Service Locator, Dependency Injection (and Container) and Inversion of Control


I've been programming for some time but never got interested in knowing in theory what each concept means, I may be using a variety of programming concepts, but without knowing it.

Service Locator: For me, refers to a record of shortcuts to speed up development by reducing the amount of code. One question is: may Locator refer to namespaces/classes only, or I can have a registry of variables?

Here is my understanding of it:

$locator = new ServiceLocator()
$locator->set('app', new System\Application());
$locator->set('db', new System\Pdo());

// Get the objects
$locator->get('db')->connect();
$locator->get('app')->run();

Dependency Injection (and Dependency Injection Container): Injecting objects within objects, allowing faster access to these regardless of the factory pattern. And DI Container?

Here is my understanding of it:

$app = new System\Application(System\Config::load());

Inversion of Control: Don't understand this Design Pattern (or understand but don't know if what I do is IoC)

Then, in theory (preferably with simple examples), what does each of these concepts mean? Am I correct, or what is wrong / can be improved?

Thanks!


Solution

  • I think you understood correctly the Service Locator.

    About Dependency Injection, means that if an object has constructor and/or property dependencies, these are injected in the object by outside, as opposed to the object getting the dependencies by itself

    public class MyClass
    {
       private $_dep;
       public function __construct($dep=null)
       {
           //$dep has to be injected
           $this->_dep=$dep;                           
       }
    
       //this is wrong because it couples MyClass to a specific Dependency implementation
       public function __construct()
       {
           $this->_dep=new Dependency();
        }
    }
       $dep=new Dependency();
       $obj=new MyClass($dep);
    

    Usually the constructor takes an abstraction (an interface) as the param, and outside the class is instantiated a concrete implementation which then is passed on to the constructor when creating a new instance of MyClass.

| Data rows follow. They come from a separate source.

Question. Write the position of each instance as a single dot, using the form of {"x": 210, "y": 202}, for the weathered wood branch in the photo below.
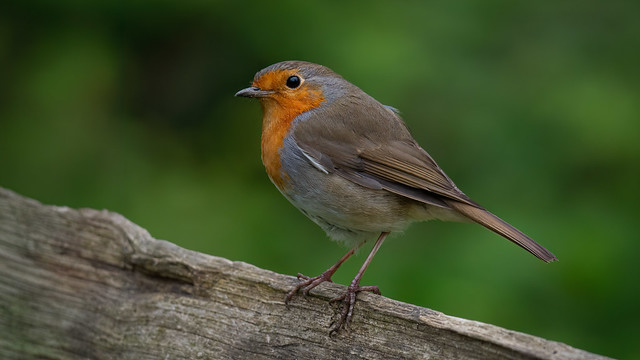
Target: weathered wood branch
{"x": 90, "y": 284}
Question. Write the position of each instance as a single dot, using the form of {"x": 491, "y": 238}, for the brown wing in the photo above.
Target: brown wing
{"x": 377, "y": 151}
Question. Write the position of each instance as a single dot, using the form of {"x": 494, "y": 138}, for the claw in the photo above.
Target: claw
{"x": 307, "y": 283}
{"x": 348, "y": 302}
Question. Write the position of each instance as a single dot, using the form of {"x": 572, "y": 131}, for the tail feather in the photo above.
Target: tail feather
{"x": 501, "y": 227}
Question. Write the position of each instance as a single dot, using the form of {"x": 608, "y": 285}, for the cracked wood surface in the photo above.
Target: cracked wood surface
{"x": 85, "y": 283}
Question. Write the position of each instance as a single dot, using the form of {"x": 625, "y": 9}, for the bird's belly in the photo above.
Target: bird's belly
{"x": 345, "y": 210}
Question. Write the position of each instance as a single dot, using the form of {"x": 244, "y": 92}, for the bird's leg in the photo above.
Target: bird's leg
{"x": 308, "y": 283}
{"x": 349, "y": 298}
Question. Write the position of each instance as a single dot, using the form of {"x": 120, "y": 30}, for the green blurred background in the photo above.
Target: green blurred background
{"x": 533, "y": 108}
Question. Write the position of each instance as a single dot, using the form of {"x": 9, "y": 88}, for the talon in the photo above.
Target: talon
{"x": 307, "y": 284}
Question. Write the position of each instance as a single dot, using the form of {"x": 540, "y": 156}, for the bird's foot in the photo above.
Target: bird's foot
{"x": 307, "y": 283}
{"x": 348, "y": 302}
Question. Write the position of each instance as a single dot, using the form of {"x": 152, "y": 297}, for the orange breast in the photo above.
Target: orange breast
{"x": 278, "y": 114}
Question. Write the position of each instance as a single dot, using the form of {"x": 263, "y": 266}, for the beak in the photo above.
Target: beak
{"x": 253, "y": 92}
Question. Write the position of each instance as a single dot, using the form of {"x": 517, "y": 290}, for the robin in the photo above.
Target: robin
{"x": 350, "y": 164}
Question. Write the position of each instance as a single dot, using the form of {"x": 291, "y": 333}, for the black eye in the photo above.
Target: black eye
{"x": 293, "y": 82}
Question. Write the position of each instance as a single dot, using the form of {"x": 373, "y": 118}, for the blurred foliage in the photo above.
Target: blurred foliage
{"x": 533, "y": 108}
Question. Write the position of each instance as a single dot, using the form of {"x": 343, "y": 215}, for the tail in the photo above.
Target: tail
{"x": 499, "y": 226}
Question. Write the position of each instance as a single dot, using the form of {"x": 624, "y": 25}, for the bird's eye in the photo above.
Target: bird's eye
{"x": 293, "y": 82}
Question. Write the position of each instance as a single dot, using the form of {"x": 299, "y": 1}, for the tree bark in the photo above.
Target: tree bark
{"x": 90, "y": 284}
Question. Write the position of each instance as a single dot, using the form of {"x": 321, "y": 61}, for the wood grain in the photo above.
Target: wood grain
{"x": 78, "y": 284}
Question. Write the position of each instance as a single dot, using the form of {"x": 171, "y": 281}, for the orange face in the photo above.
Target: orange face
{"x": 285, "y": 96}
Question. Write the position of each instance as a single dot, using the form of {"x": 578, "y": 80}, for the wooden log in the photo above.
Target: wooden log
{"x": 91, "y": 284}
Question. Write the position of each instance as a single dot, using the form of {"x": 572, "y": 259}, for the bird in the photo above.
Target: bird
{"x": 350, "y": 164}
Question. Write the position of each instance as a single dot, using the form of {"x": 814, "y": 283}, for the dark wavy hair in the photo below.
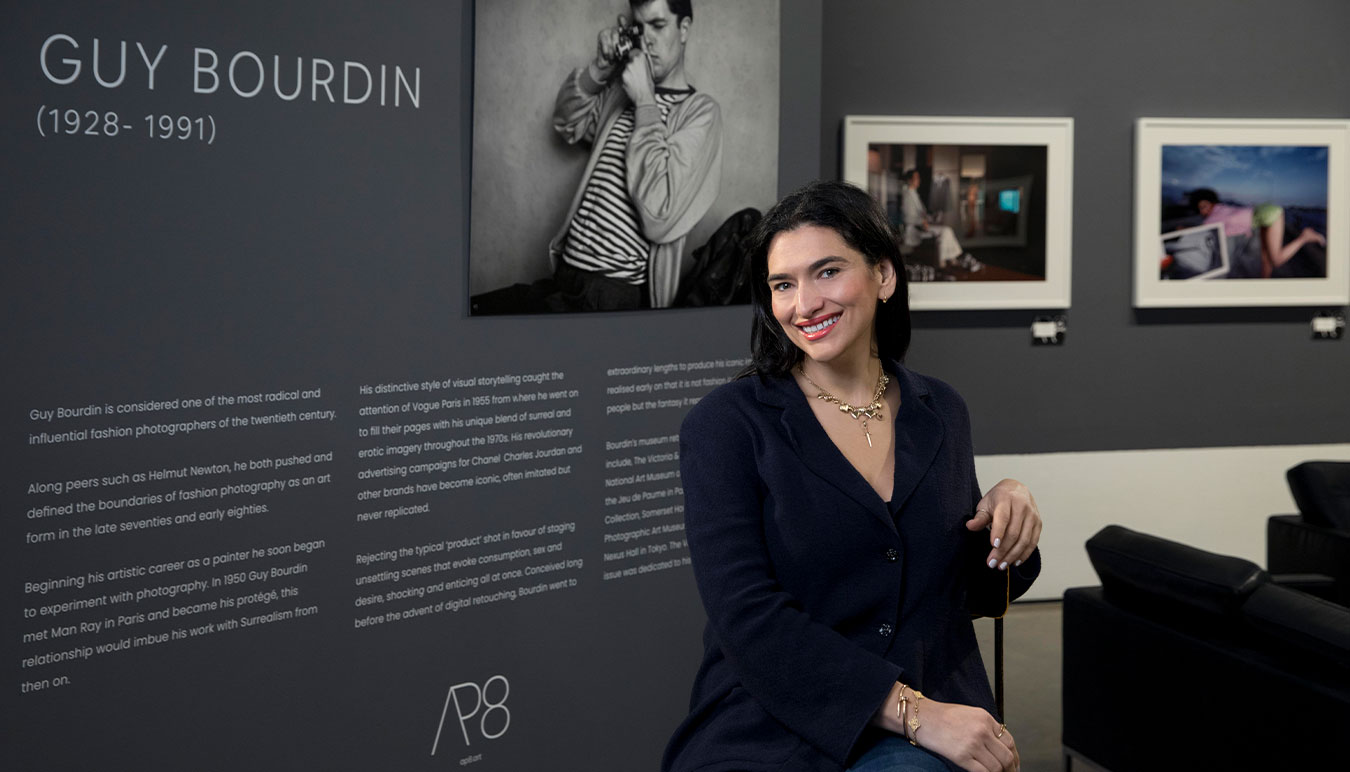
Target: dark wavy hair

    A DI Container, handles the dependency injection automatically. You just configure it, so that it knows what concrete classes to be returned when an abstraction is asked. The Container handles object creation, injecting dependencies via constructor and/or properties. Depending on the container (I don't know an example for php, I'm familiar only with .net DI Containers) you might have to register also the types of objects that can be created by it.

    Inversion of Control means that instead of a higher level class depending on a lower level class (dependency) implementation, the control is inversed so the lower level class implementation depends on an abstraction required by the higher level class.

    //abstraction defined for the use of higher level class
    public interface  IRepository {}
    
    // that's the dependency, the lower level class  
    public class XmlRepository implements IRepository {}
    
    //the higher level class
     public class MyClass
     {
         public function __construct(IRepository $repo) {}
      }
    

    IoC and DiC go together as the DI Container offers the IoC feature.